SAN FRANCISCO — In an exciting collaboration, OpenAI, AIcrowd, Carnegie Mellon University, and DeepMind are set to co-organize two prestigious competitions at NeurIPS 2020. These competitions, utilizing the Procgen Benchmark and MineRL, aim to drive advancements in reinforcement learning.
Procgen Competition
The Procgen Competition, a cornerstone of the event, challenges participants to enhance sample efficiency and generalization in reinforcement learning. Contestants will optimize agent performance across a fixed number of environment interactions spanning 16 publicly available environments from the Procgen Benchmark. Additionally, four secret test environments have been introduced specifically for this competition, adding an element of surprise and complexity. The diversity of environments promises robust evaluations of algorithms, ensuring substantial progress in the field. Detailed round information can be accessed here.
The procedurally generated nature of Procgen environments necessitates agents to adapt to novel scenarios, making it a rigorous testbed for generalization capabilities. Designed for simplicity and efficiency, these environments facilitate easy replication of baseline results and encourage rapid experimentation to refine reinforcement learning methods.
MineRL Competition
Building on the success of previous editions, the MineRL 2020 Competition continues to pioneer advancements in leveraging human demonstrations to optimize reinforcement learning.

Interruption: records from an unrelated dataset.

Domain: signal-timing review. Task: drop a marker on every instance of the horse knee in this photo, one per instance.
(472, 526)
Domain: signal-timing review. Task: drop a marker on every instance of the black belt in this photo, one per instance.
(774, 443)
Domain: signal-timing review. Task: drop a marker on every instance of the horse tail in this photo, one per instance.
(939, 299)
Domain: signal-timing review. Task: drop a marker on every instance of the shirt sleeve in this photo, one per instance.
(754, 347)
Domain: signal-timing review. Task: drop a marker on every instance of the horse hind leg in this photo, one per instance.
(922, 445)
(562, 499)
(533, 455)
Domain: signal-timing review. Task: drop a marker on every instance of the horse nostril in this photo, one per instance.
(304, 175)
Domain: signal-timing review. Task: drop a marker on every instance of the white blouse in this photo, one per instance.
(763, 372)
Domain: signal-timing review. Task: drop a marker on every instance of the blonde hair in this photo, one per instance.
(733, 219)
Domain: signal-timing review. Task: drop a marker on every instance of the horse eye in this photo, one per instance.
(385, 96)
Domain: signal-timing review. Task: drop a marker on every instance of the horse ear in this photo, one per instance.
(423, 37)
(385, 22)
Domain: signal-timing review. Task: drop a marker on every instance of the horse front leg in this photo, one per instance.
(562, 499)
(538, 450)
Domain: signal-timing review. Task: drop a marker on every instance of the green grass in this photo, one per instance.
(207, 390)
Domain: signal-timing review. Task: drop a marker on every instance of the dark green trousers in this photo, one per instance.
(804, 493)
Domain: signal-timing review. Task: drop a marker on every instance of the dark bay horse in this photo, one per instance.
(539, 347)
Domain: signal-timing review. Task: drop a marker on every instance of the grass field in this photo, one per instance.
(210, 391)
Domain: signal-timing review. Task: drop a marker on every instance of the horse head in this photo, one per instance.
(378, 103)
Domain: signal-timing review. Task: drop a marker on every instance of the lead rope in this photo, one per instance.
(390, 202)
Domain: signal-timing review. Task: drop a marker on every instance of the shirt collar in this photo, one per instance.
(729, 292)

Participants will compete to develop algorithms capable of achieving specific tasks in Minecraft using a constrained number of simulator samples and computational resources. Specifically, contestants aim to replicate achievements such as obtaining a diamond from raw pixels within defined limits. The competition provides access to the MineRL-v0 dataset, comprising extensive human gameplay data, to aid in the development of efficient learning strategies.
The competition’s framework ensures fairness by training finalists’ models under stringent hardware and compute constraints. This approach not only fosters innovation but also mitigates the risk of overfitting solutions to the simulation environment. Detailed competition guidelines are available here.
Both competitions are poised to attract top researchers and practitioners from around the globe, setting the stage for significant breakthroughs in reinforcement learning methodologies.